Aprendamos de la muerte
Hace más de un año el mundo entero se enfrenta a la muerte, todos hemos perdido a alguien cercano; esta situación me permitirá reflexionar acerca de la muerte: ¿Cómo enfrentarnos a nuestro propio final?, ¿podemos enseñar a morir?, ¿podemos ser mejores mortales?, ¿podemos ser mejores humanos? No nos hemos detenido a meditar en ello, quizá por nuestro miedo egocéntrico al fin de nuestra existencia.
En los últimos tiempos, hemos subestimado a la muerte, primando un pensamiento errado de que todos pueden morir menos nosotros, descuidamos nuestra salud y solo mostramos interés en ella cuando es imposible recuperarla. Hagamos un ejercicio: ¿a cuántas personas que ya no están en este mundo hemos tocado, visto, abrazado, besado, etc.?, estoy seguro de que será largo el recuento de cadáveres y servirá para recordar que todos somos mortales.
Eludir a la muerte no nos ha hecho más fuertes, más valientes o más sabios frente a ella, sino todo lo contrario: más temerosos; solo pensamos en nuestra muerte y no en la de los demás, no sabemos -por ejemplo- cómo consolar a alguien que ha perdido a un ser querido o tratamos de evitar la tristeza, por nuestra incapacidad de sentir el dolor ajeno, nos aterra la idea de saber que nos enfrentaremos a la muerte en soledad; nos preparamos y entrenamos para todo, menos para morir.

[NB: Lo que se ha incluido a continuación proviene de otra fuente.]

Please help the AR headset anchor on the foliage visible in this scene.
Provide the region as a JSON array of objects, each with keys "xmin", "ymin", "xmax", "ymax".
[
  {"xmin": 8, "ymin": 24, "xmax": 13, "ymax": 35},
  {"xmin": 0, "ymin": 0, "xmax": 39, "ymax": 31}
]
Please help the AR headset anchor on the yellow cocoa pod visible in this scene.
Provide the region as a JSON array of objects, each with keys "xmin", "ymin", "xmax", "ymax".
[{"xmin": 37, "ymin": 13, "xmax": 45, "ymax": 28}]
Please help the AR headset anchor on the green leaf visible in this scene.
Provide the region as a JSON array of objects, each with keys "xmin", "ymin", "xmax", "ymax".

Recuerdo los velorios en mi pueblo natal, con un ambiente plañidero, siempre era impactante ver a uno de los nuestros inerte y el arduo trabajo de sus familiares para que no falte ni comida ni bebida para los asistentes, así como la colaboración de los buenos vecinos para preparar la sepultura. Años después, cuando algún ser querido perdía la vida, he tenido la oportunidad de tocarlo, quizá con la esperanza de obtener una última respuesta, pero su corazón ya no latía, esa personalidad animada se había apagado, volviéndose tan fría como el mármol.

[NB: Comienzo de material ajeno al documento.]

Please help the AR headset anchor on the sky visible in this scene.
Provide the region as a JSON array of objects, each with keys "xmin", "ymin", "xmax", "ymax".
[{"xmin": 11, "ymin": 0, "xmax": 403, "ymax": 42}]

Ante la pérdida, no debemos sentir vergüenza por el dolor, recordemos que hasta los más grandes héroes griegos lloraron hasta empapar sus vestimentas, los cuerpos yacentes merecen nuestro mayor respeto, generación tras generación hemos ido heredando rituales para disimular la herida de la mortalidad, procurando consolar a los afligidos y dejando en su última morada a los muertos, recordando lo mejor de sus vidas, muchas veces evocando sus buenas acciones y sus alegrías.
La muerte, hoy más que nunca, es un evento de todos los días, lamentablemente por el contagio nos vemos imposibilitados de reunirnos masivamente a despedir a quienes emprendieron el viaje eterno; teníamos, en cada velorio, la oportunidad de recordar que nuestra existencia un día tendrá su fin, inevitablemente, de recrear la sabiduría de nuestros antepasados y asumir nuestra natural impotencia frente a la muerte, la misma que golpea sin piedad y sin distingo.
A lo largo de nuestra existencia, quizá no lleguemos a reconocernos a nosotros mismos como integrante de una comunidad de mortales; pero intentemos aprender la lección cuando uno de los nuestros deja esta dimensión, un moribundo nos puede enseñar a morir cuando llegue nuestro turno; admitamos que somos mortales y llegará el momento en que ya no estemos acá, pues somos humanos y como tales somos vulnerables, como cada vida que nos rodea.
La muerte existe porque la vida existe y las dos son una unidad, no nos sintamos mal al prepararnos para nuestra muerte, tenemos toda una vida para hacerlo; honremos a nuestros muertos, a nuestra manera y respetando las maneras de los demás; hagamos que su viaje sideral sea auspicioso, inexorablemente llegará nuestro momento; ellos allá nos esperan.